Siamo sicuri? Chi scommetterebbe, certo di vincere, che l’uomo più ricco e ricattatore d’Italia non sia in grado di risalire la china, come tante altre volte ha fatto, anche quando tutti lo davano sul viale del tramonto? Indro Montanelli scriveva che la cosa peggiore è “la facilità, la spontaneità con cui Berlusconi mente, e con cui le sue menzogne, a furia di ripeterle, evidentemente vengono bevute dagli altri”. Siamo certi che questi “altri” abbiano finalmente compreso l’inganno?
Berlusconi potrebbe anche non vincere alle prossime elezioni politiche ma perché caldeggiare la sua ricandidatura e non affermare ad esempio, Codice alla mano, che è ineleggibile? “I rappresentanti, amministratori e dirigenti di società e imprese volte al profitto di privati e sussidiate dallo Stato con sovvenzioni continuative o con garanzia di assegnazioni o di interessi non sono eleggibili…” Non è il paragrafo di una bozza di legge sul conflitto di interessi, mai peraltro realmente voluta dal centrosinistra, ma il testo, disatteso, inapplicato, raggirato del decreto del Presidente della Repubblica datato… 30 marzo 1957!
Ma non è solo un problema di conflitto di interessi.
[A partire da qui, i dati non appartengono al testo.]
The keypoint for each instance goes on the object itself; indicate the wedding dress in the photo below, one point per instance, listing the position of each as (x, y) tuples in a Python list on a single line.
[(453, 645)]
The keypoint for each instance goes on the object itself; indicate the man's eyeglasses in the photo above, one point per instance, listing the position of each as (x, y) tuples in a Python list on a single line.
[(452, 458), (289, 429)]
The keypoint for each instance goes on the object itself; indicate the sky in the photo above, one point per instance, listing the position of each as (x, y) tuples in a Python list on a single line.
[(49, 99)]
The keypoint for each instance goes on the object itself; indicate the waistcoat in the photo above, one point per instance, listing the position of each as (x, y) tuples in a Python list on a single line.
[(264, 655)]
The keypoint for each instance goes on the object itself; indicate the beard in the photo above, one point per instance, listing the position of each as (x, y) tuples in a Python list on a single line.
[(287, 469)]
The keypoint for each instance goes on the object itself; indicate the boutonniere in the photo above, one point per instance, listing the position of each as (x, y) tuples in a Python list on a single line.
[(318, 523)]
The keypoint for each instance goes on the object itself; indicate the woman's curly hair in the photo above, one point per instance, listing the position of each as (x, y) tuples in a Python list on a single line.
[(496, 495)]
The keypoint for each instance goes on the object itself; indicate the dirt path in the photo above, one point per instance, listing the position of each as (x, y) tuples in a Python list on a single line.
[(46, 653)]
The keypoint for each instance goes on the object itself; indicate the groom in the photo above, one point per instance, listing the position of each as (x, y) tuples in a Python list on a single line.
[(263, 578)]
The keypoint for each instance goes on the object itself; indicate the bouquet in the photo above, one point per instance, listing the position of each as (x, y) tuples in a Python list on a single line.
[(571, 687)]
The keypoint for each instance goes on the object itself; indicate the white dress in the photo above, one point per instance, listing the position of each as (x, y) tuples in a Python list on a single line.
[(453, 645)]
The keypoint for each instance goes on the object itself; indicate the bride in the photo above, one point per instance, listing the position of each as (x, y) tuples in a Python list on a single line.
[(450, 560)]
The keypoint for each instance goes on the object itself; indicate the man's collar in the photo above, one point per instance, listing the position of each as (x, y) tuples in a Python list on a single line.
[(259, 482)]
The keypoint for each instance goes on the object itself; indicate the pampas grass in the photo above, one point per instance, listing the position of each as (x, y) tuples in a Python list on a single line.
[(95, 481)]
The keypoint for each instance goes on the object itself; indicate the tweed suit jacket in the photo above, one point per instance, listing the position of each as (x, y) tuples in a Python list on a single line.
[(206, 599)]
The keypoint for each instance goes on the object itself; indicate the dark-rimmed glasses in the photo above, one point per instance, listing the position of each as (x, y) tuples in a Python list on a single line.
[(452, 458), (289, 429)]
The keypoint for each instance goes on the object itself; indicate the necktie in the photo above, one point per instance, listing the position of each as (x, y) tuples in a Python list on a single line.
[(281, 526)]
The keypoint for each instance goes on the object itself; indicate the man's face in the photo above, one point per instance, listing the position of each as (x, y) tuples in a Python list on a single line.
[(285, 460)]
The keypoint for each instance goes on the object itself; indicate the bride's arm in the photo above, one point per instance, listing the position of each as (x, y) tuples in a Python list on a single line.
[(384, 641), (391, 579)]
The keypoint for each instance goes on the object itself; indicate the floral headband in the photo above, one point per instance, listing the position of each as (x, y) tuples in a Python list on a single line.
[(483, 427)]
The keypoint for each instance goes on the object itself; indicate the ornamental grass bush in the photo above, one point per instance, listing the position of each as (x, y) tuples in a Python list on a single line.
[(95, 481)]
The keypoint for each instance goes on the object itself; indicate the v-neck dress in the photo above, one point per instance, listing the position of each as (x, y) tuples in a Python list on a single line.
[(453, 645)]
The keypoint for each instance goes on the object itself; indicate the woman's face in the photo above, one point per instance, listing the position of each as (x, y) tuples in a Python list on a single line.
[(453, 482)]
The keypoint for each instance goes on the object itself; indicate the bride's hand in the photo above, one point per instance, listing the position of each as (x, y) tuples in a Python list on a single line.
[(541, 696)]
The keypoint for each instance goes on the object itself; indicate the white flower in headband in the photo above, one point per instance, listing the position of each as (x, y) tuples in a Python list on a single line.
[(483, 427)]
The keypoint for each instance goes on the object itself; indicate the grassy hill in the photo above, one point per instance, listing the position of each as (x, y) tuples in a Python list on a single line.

E’ il principio, ormai tristemente accettato e sponsorizzato, purtroppo anche in vari settori del centrosinistra, che a guidare il Paese possa essere un uomo ricco e potente, un magnate della finanza o dell’industria. Ripetendo la stessa inquietante equazione con la quale Berlusconi ha vinto e convinto gli italiani: “se ho ottenuto straordinari successi con le mie aziende posso farlo anche con il Paese”.
L’equazione si è dimostrata a dir poco fallimentare eppure in questi giorni è arrivata una trasversale benedizione alle autocandidature di personaggi, sicuramente più presentabili del puttaniere pluriprocessato di Arcore ma la cui scesa in campo nasce con le stesse motivazioni.
Enrico Letta (Pd): “Alessandro Profumo? Lo candiderei subito. Secondo me Profumo è una persona competente e appassionata. Ce ne sarebbe bisogno, di persone come lui”. Francesco Rutelli (Api): “Luca Cordero di Montezemolo? Bene. chiunque vuol dare un contributo alla politica di questo paese è il benvenuto, perché il paese ha bisogno di energie nuove, di gente capace”. Senza dimenticare che nel 2000, tra le file del centrosinistra, ci fu persino chi fece il nome di Antonio Fazio come possibile leader…
Perché? Per quale ragione un banchiere o un dirigente d’azienda dovrebbero avere più titoli per governare un Paese di un sindaco, onesto e capace del nord, del centro o del sud che ha ben amministrato la sua città, lontano dai riflettori e senza coltivare interessi privati?